Crítica do filme “O Filme da Minha Vida”


O vazio que fica com a partida de quem muito se ama há de ser preenchido com memórias e com a esperança de que este um dia retorne. Aos que ficam, a dúvida do que levou este alguém a por o pé na estrada, aos que partem, o silêncio de suas motivações. Os laços criados entre as pessoas marcam, profundamente, uns aos outros . As palavras ditas se transformam em registros de tempos passados e bem vividos e, as não ditas retomam a memória com a necessidade de serem expressas.
O tempo é tátil em suas cores e sons. O que é narrado pelas personagens, da trama filmada e o do espectador se unem e geram um clima aconchegante e saudosista. Até quem nasceu após os anos 50 é inserido naquele instante, tomado por suas asas pronto para voar no sonho-real do rapaz Tony. A experiência sentida é uma tarde de sol amarelo, com cheiro de café fresco, textura de uma brisa da tarde, sentado aos pés de seus familiares que rememoram sua juventude.
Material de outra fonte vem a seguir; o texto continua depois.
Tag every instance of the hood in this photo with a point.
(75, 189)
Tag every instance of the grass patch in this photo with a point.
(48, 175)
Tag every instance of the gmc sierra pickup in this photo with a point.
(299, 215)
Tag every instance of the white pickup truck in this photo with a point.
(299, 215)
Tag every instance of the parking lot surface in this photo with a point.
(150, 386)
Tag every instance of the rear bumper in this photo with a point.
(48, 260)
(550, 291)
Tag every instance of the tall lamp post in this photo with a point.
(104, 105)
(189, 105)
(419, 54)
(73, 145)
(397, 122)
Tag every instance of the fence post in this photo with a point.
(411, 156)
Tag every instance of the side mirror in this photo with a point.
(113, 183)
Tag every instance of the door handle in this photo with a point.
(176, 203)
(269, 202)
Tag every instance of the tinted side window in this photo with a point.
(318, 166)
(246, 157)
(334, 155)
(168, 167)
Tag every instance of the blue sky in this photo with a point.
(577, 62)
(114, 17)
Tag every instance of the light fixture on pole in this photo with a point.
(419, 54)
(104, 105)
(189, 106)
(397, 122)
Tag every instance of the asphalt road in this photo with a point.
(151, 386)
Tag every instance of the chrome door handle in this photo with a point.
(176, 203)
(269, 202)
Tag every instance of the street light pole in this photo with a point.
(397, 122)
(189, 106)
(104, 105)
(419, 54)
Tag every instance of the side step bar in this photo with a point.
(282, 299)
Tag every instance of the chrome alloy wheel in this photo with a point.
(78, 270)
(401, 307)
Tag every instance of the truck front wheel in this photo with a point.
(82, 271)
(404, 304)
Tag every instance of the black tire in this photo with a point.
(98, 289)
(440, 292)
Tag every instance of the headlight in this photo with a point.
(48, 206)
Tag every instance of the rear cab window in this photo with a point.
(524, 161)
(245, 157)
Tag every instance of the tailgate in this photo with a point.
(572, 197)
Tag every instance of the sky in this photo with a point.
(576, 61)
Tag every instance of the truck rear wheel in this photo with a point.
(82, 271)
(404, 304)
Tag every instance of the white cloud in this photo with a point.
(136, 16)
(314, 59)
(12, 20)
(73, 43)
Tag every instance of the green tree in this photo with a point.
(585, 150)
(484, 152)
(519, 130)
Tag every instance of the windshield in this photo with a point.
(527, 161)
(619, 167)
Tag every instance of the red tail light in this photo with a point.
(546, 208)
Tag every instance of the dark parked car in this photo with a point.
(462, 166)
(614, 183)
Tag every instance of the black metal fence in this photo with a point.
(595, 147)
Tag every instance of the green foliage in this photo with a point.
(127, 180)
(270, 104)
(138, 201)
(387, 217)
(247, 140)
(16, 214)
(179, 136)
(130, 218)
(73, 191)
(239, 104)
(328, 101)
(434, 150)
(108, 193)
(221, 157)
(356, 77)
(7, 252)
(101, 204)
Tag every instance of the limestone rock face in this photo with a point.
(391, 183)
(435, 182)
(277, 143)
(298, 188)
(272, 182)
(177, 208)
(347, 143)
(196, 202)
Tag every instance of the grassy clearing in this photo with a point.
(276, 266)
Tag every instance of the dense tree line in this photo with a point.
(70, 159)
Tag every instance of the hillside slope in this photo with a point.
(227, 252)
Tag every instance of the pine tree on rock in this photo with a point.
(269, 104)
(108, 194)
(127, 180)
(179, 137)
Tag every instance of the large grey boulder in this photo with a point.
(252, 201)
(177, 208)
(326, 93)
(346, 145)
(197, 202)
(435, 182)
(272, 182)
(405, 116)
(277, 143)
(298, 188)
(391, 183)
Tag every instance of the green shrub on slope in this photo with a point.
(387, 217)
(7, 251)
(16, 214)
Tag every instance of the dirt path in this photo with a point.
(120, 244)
As roupas músicas locações estão ali como as palavras de minha mãe – o Rum Creosotado cantado é equivalente aos versos que ela sempre recita pra mim enquanto conversamos sobre sua juventude andando de bonde, aqui em BH. Este filme está cravado em mim, me emocionando com coisas tão simples, do que presenciei pelos olhos dos outros. Ele é como as fotografias na parede, uma ilustração dos anos.